JOIN
Get Time
long_comps_topcoder  Problem Statement
Contest: AffineSWOptimization
Problem: AffineSWOptimization

Problem Statement

    In this problem you will need to implement the Smith-Waterman routine for local DNA sequence alignment using affine gap model. Your implementation should be optimized for speed while maintaining correctness.



Problem definition



Suppose that we have two DNA sequences, a query sequence a of length m and a target sequence b of length n. Each of these sequences can be treated as a string containing characters 'A', 'C', 'G', 'T'. We are also given 4 integers match_score, mismatch_score, gap_open and gap_extension. The value of match_score is positive, other 3 values are negative, moreover gap_open is strictly less than gap_extension.



This paragraph explains what does it mean to align the entire sequence a to entire sequence b. Suppose that we can insert arbitrary amount of characters '-' (gap characters) into arbitrary places of a and b. Let's do it so that a and b have the same length after all insertions are done. For clarity, let's denote the resulted strings as a' and b'. For example, the result can look like this:
        position        0123456789
	a'		A---CTTCAC
	b'		-CTGATCT-C
Each possible pair (a', b') is called an alignment of a to b. Each alignment has an associated alignment score that is a sum of 3 parts (first part is positive and the other two parts are negative):
  1. Match score. For each pair of equal non-gap characters that stand on the same position in a' and b', we get a score of match_score. For the example above, we get this score twice, for a pair of 'T's (position 5) and for a pair of 'C's (position 9).
  2. Mismatch score. For each pair of distinct non-gap characters that stand on the same position in a' and b', we get a score of mismatch_score. For the example above, this score is received 3 times, for positions 4, 6 and 7.
  3. Gap score. Each maximal consecutive sequence (i.e., a sequence that can't be extended to the left or to the right) of L gap characters in either a' or b' is called a gap of length L. For each such gap we get a score of gap_open + L * gap_extension. For the example above, there are 3 gaps of lengths 3, 1 and 1. Thus, the total received score will be (gap_open + 3 * gap_extension) + (gap_open + 1 * gap_extension) + (gap_open + 1 * gap_extension) = 3 * gap_open + 5 * gap_extension.
The optimal alignment of a to b is a pair (a', b') that has the maximum possible alignment score.



Smith-Waterman algorithm



Smith-Waterman algorithm is a well-known alignment algorithm.
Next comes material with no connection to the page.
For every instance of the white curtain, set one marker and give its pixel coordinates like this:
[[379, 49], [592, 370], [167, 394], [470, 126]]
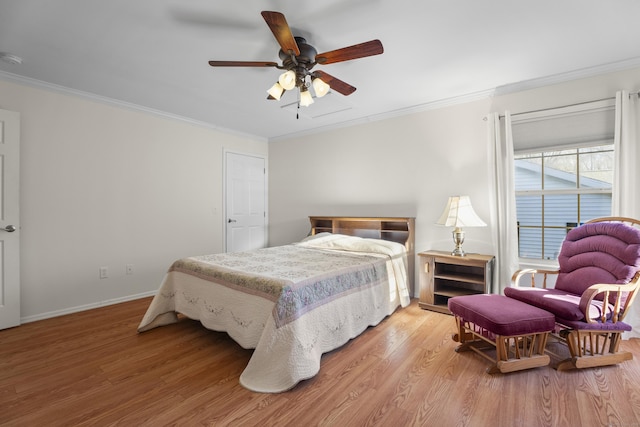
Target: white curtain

It is a basic solution that you will need to optimize. The algorithm is based on dynamic programming. It computes 3 two-dimensional tables M(i, j), V(i, j) and H(i, j), 0 <= i <= m, 0 <= j <= n. In this problem, we consider 4 variations of the algorithm. The variation that needs to be executed for each particular input is controlled by parameters query_start_clip and query_end_clip.



Variation 1. Align any consecutive subsequence of a to any consecutive subsequence of b (query_start_clip = 1, query_end_clip = 1).



Use the following equations:
M(i, 0) = 0, 0 <= i <= m
M(0, j) = 0, 0 <= j <= n
H(i, 0) = H(0, j) = V(i, 0) = V(0, j) = -infinity, 0 <= i <= m, 0 <= j <= n

For 1 <= i <= m, 1 <= j <= n:
  M(i, j) = max{0, max{M(i-1, j-1), V(i-1, j-1), H(i-1, j-1)} + w(a[i], b[j])}
  V(i, j) = max{M(i-1, j) + o + e, V(i-1, j) + e}
  H(i, j) = max{M(i, j-1) + o + e, H(i, j-1) + e}


Here infinity is a large enough integer (2^30 can be used for these purposes), w(a[i], b[j]) is match_score if i-th (1-based) character in a is the same as j-th (1-based) character in b and mismatch_score otherwise, o is gap_open and e is gap_extension.



The value of the optimal alignment is the maximum value among all M(i, j), H(i, j), V(i, j), 1 <= i <= m, 1 <= j <= n.



Variation 2. Align any prefix of a to any consecutive subsequence of b (query_start_clip = 0, query_end_clip = 1).



M(0, j) = 0, 0 <= j <= n
M(i, 0) = -infinity, 1 <= i <= m
H(0, j) = -infinity, 0 <= j <= n
H(i, 0) = o + e*i, 1 <= i <= m
V(i, 0) = V(0, j) = -infinity, 0 <= i <= m, 0 <= j <= n

For 1 <= i <= m, 1 <= j <= n:
  M(i, j) = max{M(i-1, j-1), V(i-1, j-1), H(i-1, j-1)} + w(a[i], b[j])
  V(i, j) = max{M(i-1, j) + o + e, V(i-1, j) + e}
  H(i, j) = max{M(i, j-1) + o + e, H(i, j-1) + e}


The value of the optimal alignment is the maximum value among all M(i, j), H(i, j), V(i, j), 1 <= i <= m, 1 <= j <= n.



Variation 3. Align any suffix of a to any consecutive subsequence of b (query_start_clip = 1, query_end_clip = 0).



Perform the same steps as in variation 1. The value of the optimal alignment is the maximum value among all M(m, j), H(m, j), V(m, j), 1 <= j <= n.



Variation 4. Align the entire sequence a to any consecutive subsequence of b (query_start_clip = 0, query_end_clip = 0).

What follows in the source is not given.